Heavy Metal Kids e UFO sono i due principali cardini della feconda carriera di
Danny Peyronel, avviata con profitto fin dai primi anni settanta.
E allora diciamo che dovendo scegliere quale delle suddette esperienze professionali ha avuto un impatto maggiore nella realizzazione di questo "
It happens when you look the other way”, mi sento d’indicare innanzi tutto gli autori di “
Heavy metal kids” e “
Anvil chorus”,
album eventualmente da riscoprire, a cui il nostro ha fattivamente contribuito prima di approdare (brevemente) alla corte di
Phil Mogg & C.
A beneficio di chi non conoscesse (ancora) una delle
cult-band dello spumeggiante
rockrama britannico dei
seventies, precisiamo che si tratta di “roba” in cui convivono
rock n’roll,
blues e
glam, con plausibili riferimenti che si chiamano Kinks,
Bowie, Rolling Stones e
Alice Cooper.
Il secondo albo solista di
Peyronel (debutto nel 2005 con “
Make the monkey dance”) sembra proprio partire da quei presupposti stilistici per approdare nel 2025 corredato da buone dosi di
verve espressiva, da cui affiora una spiccata sensibilità
pop.
Un
sound, insomma, che basa le sue velleità attrattive su una capacità innata di scrivere canzoni gradevoli, magari non particolarmente “sorprendenti” e complesse, eppure abbastanza appaganti, confacenti ad una fruizione dagli intenti disimpegnati e ricreativi.
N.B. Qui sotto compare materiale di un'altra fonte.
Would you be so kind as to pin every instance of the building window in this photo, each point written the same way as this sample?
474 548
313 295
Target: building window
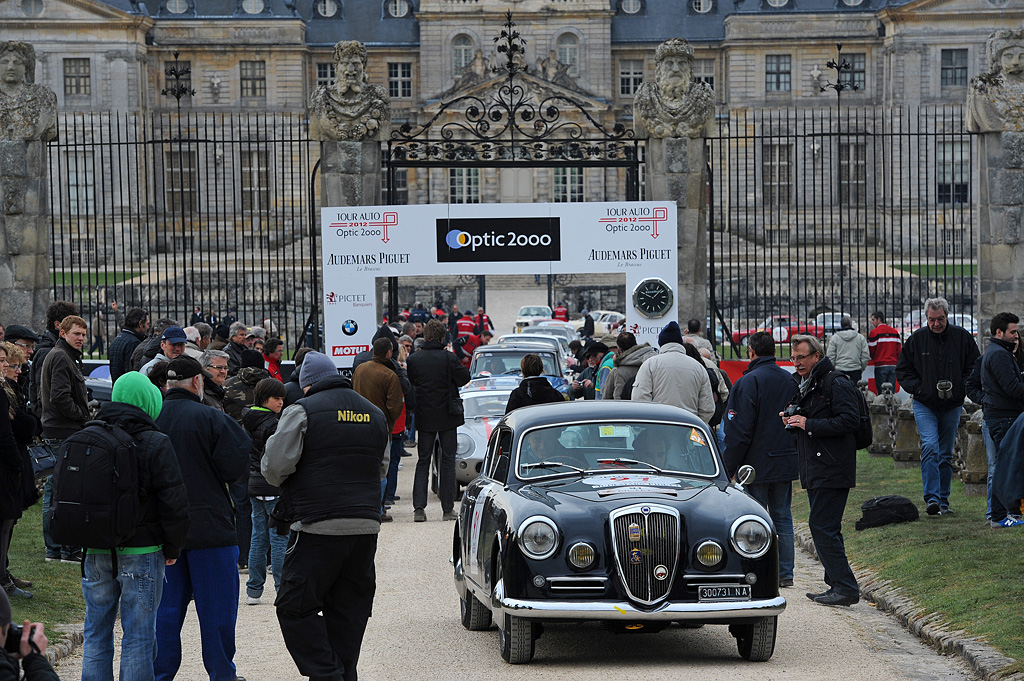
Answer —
255 180
78 79
399 80
776 173
953 173
81 183
325 74
630 76
567 185
180 181
853 172
704 71
464 185
253 79
954 68
462 53
777 73
856 76
184 81
568 52
398 196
Nella raccolta troverete, quindi, esempi di
glam-rock screziato di attitudine
punk (la
title-track dell’opera, qualcosa tra Mott The Hoople, Ramones e … Twisted Sister!), ballatone cinematografiche e barocche (“
Heaven’s in a chevy tonight”), squarci grintosi e seducenti (“
Down down down”, “
Run away Rashid”) e svariate avvolgenti suggestioni sonore, tra
slow glitterati (“
Lost”, “
You won’t have to say goodbye”), lirismi
blues (“
A different kind of blue”), atmosfere notturne e
poppettose (“
Chance”, “
Love is a vicious thing”) e fumosità
rhythm n’ soul (“
When the devil’s in”).
Non mancano nemmeno sconfinamenti in ambiti più beffardi (“
From Russia with love”, dall’omonimo
classicone di
James Bond, in una versione che potrebbe piacere agli ammiratori di
Tyla) e pure un paio di graziose
quisquilie soniche, intrise di scorie
punk n’ roll in salsa
rootsy (“
Upside down”, con annessa citazione
Hendrix-iana) e nostalgie
sixties (“
The last goodbye”).
Due
bonus track (una è la trascrizione in spagnolo di “
You won’t have to say goodbye”) che non modificano il
mood dell’albo, completano un ascolto di certo non proprio “sbalorditivo”, ma comunque complessivamente godibile, a testimonianza di una generazione di musicisti che difficilmente cambierà le regole del “gioco” e tuttavia raramente delude i suoi estimatori.